Ce livre est une édition française repensée et mise à jour de The Dead and the Quick: Cliches and Neologisms in the Written, Spoken and Visual Cultures of Britain, the United States and France (1989, 2 e édition 2010).
Walter Redfern considère le langage comme alternativement réactionnaire et révolutionnaire. Les mots sont complices dans le cramponnement humain aux réalités périmées, et toutefois le langage ne cesse d’évoluer par des processus de déplacement et de remplacement. En sus de la nature apparemment statique des clichés, cette étude se concentre donc sur le potentiel dynamique des mots. La créativité linguistique est présentée comme essentielle dans la résistance à la réflexion (ou l’absence de réflexion) toute faite.

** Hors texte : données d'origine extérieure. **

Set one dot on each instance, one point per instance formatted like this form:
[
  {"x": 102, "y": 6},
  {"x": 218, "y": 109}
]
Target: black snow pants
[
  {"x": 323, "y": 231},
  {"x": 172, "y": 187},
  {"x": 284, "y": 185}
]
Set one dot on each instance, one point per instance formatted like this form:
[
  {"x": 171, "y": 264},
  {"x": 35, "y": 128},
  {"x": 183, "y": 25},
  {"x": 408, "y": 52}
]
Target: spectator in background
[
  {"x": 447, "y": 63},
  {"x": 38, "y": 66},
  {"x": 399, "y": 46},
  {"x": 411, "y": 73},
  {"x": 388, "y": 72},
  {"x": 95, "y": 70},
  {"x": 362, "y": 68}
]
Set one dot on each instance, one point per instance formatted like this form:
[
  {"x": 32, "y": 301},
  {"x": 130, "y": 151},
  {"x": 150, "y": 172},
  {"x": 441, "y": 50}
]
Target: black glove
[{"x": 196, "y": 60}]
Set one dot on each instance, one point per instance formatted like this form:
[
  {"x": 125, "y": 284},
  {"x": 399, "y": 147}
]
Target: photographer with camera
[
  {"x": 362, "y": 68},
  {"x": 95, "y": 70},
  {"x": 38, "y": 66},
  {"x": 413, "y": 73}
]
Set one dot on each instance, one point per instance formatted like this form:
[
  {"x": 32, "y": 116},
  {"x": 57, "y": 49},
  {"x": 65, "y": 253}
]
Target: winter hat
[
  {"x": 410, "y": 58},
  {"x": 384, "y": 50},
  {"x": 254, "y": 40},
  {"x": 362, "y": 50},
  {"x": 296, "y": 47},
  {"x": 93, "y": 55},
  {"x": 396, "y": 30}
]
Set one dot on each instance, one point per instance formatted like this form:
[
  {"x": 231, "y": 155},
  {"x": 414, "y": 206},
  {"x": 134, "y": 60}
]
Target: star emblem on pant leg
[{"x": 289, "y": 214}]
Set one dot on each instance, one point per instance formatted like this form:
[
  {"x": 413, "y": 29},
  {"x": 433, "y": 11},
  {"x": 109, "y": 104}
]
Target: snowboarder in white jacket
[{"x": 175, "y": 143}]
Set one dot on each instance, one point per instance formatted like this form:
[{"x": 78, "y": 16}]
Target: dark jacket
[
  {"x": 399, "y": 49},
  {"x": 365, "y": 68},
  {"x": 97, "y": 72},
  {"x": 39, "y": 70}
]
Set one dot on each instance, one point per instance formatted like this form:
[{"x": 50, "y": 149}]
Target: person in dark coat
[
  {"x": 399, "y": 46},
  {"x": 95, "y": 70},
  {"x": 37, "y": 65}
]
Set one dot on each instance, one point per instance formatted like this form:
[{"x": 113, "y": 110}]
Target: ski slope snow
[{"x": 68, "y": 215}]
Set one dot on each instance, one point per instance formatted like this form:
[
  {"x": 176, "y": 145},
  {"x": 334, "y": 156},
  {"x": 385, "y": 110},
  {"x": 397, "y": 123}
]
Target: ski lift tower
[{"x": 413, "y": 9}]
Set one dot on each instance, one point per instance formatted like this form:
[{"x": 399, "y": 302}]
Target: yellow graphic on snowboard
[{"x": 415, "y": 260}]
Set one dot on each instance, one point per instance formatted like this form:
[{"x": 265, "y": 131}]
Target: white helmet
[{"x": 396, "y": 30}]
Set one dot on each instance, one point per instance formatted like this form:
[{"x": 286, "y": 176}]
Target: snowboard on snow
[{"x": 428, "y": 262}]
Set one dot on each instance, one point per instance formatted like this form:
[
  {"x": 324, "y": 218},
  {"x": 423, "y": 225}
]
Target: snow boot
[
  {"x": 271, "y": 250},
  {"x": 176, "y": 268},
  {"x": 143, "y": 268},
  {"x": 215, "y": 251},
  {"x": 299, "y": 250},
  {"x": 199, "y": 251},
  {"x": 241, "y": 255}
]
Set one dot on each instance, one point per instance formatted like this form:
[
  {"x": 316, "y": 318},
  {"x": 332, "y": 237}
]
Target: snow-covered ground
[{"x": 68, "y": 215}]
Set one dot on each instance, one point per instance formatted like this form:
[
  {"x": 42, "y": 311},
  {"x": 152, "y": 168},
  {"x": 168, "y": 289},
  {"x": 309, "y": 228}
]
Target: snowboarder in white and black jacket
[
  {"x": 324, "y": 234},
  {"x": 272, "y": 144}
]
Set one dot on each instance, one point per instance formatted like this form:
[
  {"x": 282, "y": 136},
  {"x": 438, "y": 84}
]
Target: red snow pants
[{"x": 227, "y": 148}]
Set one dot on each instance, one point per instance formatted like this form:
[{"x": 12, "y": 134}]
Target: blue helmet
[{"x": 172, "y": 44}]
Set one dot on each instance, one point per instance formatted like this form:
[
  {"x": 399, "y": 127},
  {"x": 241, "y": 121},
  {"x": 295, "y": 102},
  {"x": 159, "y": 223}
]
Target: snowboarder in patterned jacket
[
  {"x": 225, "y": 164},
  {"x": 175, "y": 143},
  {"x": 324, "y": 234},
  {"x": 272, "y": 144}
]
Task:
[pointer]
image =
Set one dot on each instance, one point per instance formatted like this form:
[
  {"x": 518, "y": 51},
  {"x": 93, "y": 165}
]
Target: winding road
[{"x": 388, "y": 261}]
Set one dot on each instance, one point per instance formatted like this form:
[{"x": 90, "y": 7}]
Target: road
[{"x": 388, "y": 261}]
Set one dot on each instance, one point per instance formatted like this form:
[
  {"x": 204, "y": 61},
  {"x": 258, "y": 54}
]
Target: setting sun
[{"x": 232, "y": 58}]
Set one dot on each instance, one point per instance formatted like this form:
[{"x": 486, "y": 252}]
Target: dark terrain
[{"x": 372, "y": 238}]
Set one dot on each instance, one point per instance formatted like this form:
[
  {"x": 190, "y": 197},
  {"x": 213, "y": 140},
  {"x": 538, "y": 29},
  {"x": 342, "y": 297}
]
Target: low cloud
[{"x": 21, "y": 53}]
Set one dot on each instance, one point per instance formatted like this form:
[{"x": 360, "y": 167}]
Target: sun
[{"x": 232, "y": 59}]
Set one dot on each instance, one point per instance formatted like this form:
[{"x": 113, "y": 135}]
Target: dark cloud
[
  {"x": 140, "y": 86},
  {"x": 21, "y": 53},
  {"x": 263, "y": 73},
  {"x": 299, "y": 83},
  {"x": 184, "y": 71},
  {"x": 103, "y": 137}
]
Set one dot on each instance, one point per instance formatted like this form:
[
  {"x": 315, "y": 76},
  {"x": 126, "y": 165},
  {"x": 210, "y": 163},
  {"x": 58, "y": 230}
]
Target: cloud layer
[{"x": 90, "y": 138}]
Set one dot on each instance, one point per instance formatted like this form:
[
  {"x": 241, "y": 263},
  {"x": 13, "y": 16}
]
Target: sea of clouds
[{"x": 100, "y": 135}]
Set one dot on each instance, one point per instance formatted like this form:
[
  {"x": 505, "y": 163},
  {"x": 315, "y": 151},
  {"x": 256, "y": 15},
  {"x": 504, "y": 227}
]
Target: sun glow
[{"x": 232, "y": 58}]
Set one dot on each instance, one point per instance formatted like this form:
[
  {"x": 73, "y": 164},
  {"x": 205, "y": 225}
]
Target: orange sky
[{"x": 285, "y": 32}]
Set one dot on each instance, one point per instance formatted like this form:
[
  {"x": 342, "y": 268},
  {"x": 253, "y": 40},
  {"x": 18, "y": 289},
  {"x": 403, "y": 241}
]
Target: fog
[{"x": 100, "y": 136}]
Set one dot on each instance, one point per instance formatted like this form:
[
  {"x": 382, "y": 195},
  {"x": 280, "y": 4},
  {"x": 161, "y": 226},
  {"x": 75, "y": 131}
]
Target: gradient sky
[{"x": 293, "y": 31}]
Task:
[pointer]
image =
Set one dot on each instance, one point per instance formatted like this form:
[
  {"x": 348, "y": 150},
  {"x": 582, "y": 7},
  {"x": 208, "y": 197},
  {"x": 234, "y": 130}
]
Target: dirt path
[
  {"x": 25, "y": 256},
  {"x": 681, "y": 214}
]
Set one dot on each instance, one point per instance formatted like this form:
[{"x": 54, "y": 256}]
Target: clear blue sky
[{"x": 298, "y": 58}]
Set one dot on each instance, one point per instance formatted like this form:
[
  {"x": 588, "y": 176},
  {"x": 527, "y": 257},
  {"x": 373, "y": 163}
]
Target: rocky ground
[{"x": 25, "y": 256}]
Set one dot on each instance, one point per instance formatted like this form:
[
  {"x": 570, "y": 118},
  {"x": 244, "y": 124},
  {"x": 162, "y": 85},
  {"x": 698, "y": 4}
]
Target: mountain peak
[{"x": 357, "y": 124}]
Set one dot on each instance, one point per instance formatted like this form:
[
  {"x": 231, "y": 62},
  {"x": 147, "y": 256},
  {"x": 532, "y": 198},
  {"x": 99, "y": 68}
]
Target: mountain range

Parmi les nombreux sujets étroitement liés et qui sont analysés ici de près se trouvent : l’imitation, le plagiat, la rumeur, la pensée politiquement correcte, le jargon, l’euphémisme, la répétition, la caricature, les stéréotypes. L’auteur étudie aussi le cliché et le néologisme dans le secteur visuel (par exemple, le kitsch, et les néomorphismes des psychotiques).
Paradoxalement, le cliché est un riche sujet de discussion. Et qui refuserait de s’intéresser au langage rajeuni ? Quoique pleinement académique dans la minutie de sa recherche, ce livre n’est jamais solennel comme un hibou ni sec.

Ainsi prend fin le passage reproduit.